Dillwynella is a genus of sea snails, marine gastropod mollusks in the family Skeneidae.

The genus name of Dillwynella is in honour of Lewis Weston Dillwyn (1778 – 1855), who was a British porcelain manufacturer, naturalist and Whig Member of Parliament (MP).

Description
The minute, depressed, porcellanous shell has a thin horny operculum. It consists of comparatively few whorls. The shell is imperforate, but with a depression bounded by a riblet in the umbilical rib outside of the columella. The few whorls have a thin fugacious epidermis.
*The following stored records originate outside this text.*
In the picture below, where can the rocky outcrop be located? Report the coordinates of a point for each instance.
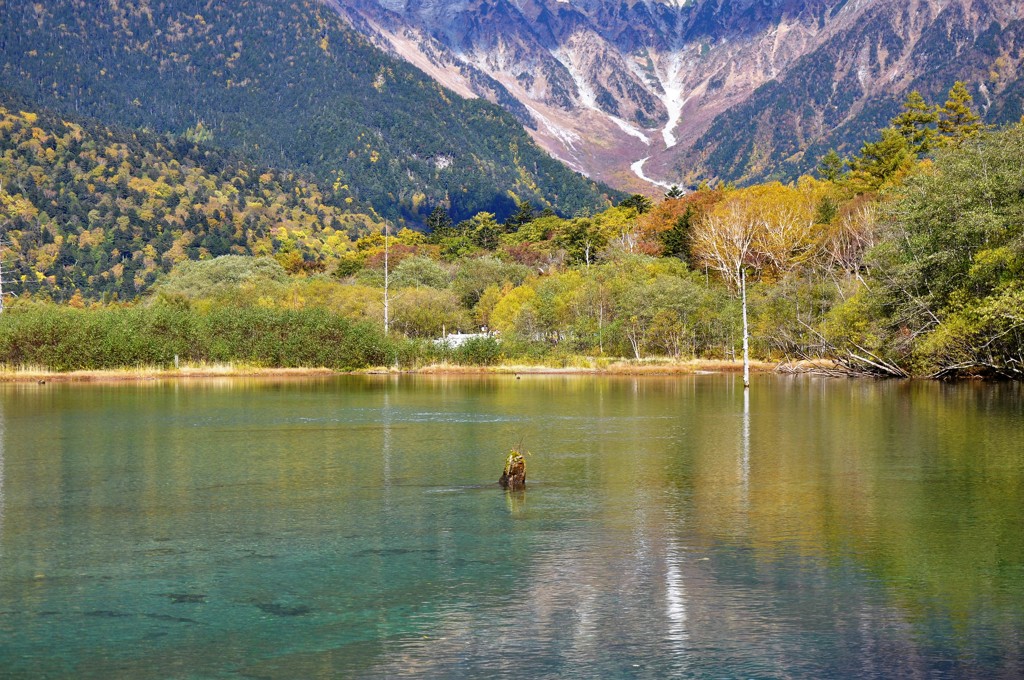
(729, 89)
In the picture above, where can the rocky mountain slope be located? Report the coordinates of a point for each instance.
(290, 85)
(642, 93)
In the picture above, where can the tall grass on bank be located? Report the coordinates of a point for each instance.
(70, 339)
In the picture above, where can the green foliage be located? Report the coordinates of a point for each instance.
(949, 269)
(830, 167)
(421, 270)
(882, 161)
(478, 351)
(66, 339)
(638, 202)
(475, 274)
(957, 121)
(221, 277)
(916, 123)
(105, 211)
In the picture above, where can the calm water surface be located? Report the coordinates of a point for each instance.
(352, 527)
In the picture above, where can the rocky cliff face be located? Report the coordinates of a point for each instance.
(642, 93)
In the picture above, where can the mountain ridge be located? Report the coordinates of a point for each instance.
(699, 89)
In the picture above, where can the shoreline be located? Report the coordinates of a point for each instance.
(596, 368)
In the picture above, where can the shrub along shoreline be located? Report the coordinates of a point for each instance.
(46, 341)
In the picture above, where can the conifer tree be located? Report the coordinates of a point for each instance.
(881, 160)
(438, 222)
(522, 216)
(957, 121)
(916, 123)
(830, 166)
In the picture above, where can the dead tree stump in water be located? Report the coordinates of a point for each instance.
(514, 475)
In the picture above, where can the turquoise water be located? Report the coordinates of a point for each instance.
(352, 527)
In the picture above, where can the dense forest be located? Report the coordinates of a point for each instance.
(290, 85)
(904, 259)
(101, 212)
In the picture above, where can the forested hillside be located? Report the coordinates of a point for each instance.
(100, 211)
(290, 84)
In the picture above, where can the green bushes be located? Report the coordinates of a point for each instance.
(69, 339)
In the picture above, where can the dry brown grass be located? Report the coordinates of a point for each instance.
(40, 374)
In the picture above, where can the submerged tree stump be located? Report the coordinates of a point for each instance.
(514, 475)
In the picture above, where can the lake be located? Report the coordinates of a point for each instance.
(352, 526)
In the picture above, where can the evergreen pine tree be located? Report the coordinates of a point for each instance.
(916, 121)
(438, 223)
(522, 216)
(830, 166)
(957, 121)
(881, 160)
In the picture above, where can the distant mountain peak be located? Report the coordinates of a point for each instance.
(734, 89)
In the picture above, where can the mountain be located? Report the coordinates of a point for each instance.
(104, 211)
(680, 90)
(290, 85)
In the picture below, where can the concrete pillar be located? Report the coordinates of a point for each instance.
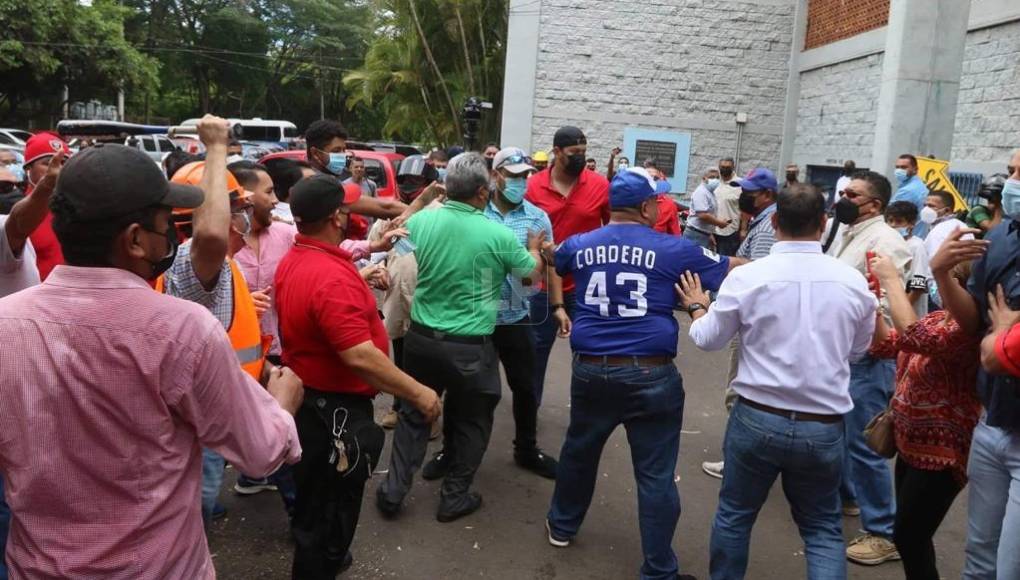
(924, 49)
(521, 66)
(793, 87)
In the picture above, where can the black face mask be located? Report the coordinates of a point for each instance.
(575, 164)
(164, 264)
(847, 211)
(747, 203)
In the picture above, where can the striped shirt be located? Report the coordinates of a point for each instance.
(522, 219)
(761, 235)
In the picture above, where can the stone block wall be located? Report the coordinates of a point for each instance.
(836, 111)
(988, 111)
(680, 65)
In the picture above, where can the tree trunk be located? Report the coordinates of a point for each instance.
(467, 57)
(436, 67)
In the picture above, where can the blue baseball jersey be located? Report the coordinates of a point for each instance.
(624, 276)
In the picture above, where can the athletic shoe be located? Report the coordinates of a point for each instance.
(870, 549)
(473, 503)
(713, 469)
(555, 539)
(248, 486)
(437, 467)
(389, 420)
(537, 462)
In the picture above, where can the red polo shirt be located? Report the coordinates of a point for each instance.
(44, 241)
(584, 209)
(324, 307)
(669, 220)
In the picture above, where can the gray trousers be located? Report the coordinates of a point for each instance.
(468, 373)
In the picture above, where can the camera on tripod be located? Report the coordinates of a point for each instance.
(471, 114)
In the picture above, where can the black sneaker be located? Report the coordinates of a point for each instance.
(387, 508)
(537, 462)
(473, 503)
(438, 467)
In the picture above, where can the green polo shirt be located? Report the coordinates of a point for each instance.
(463, 258)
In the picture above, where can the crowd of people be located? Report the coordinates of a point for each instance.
(217, 310)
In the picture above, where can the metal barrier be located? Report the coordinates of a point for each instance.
(968, 186)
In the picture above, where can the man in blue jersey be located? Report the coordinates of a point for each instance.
(624, 340)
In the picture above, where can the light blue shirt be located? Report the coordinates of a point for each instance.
(915, 192)
(514, 295)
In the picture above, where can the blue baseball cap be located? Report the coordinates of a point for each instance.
(759, 179)
(630, 188)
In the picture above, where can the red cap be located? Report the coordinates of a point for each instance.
(44, 145)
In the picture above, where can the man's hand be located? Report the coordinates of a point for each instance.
(883, 269)
(955, 251)
(536, 240)
(390, 236)
(262, 301)
(49, 181)
(428, 404)
(213, 130)
(287, 388)
(563, 323)
(691, 292)
(1000, 313)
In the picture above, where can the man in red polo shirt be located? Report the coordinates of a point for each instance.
(576, 201)
(333, 335)
(39, 150)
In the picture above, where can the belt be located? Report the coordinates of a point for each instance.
(620, 361)
(441, 335)
(793, 415)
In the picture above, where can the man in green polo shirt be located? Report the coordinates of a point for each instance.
(463, 258)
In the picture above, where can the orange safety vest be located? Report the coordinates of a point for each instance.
(244, 332)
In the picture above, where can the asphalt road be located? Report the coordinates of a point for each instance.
(506, 539)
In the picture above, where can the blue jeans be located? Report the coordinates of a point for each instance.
(867, 477)
(649, 402)
(993, 505)
(758, 447)
(212, 480)
(699, 238)
(4, 528)
(544, 329)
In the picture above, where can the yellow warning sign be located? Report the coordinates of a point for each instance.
(935, 174)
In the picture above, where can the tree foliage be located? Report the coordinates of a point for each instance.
(393, 68)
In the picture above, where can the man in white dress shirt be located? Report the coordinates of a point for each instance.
(802, 317)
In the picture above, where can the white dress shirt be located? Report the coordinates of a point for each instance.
(802, 317)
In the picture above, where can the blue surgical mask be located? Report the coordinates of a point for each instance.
(338, 163)
(1011, 198)
(514, 190)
The outer lip is thin . The columella has no teeth, projections, or folds, passing smoothly into the anterior margin.

Species
Species within the genus Dillwynella include:
 † Dillwynella aulacophora Cossmann, 1913 
 Dillwynella fallax Hasegawa, 1997
 Dillwynella haptricola B.A. Marshall, 1988
 † Dillwynella houzeaui Cossmann, 1913 
 Dillwynella ingens B.A. Marshall, 1988
 Dillwynella lignicola B.A. Marshall, 1988
 Dillwynella modesta (Dall, 1889)
 Dillwynella planorbis Hasegawa, 1997
 Dillwynella sheisinmaruae Hasegawa, 1997
 † Dillwynella texana G. Harris, 1895 
 Dillwynella vitrea Hasegawa, 1997
 Dillwynella voightae Kunze, 2011

References

 Kunze T. (2011) Dillwynella voightae new species, a new skeneimorph gastropod (Turbinidae) from the western Atlantic and a new record of Dillwynella modesta (Dall, 1889). The Nautilus 125(1): 36-40.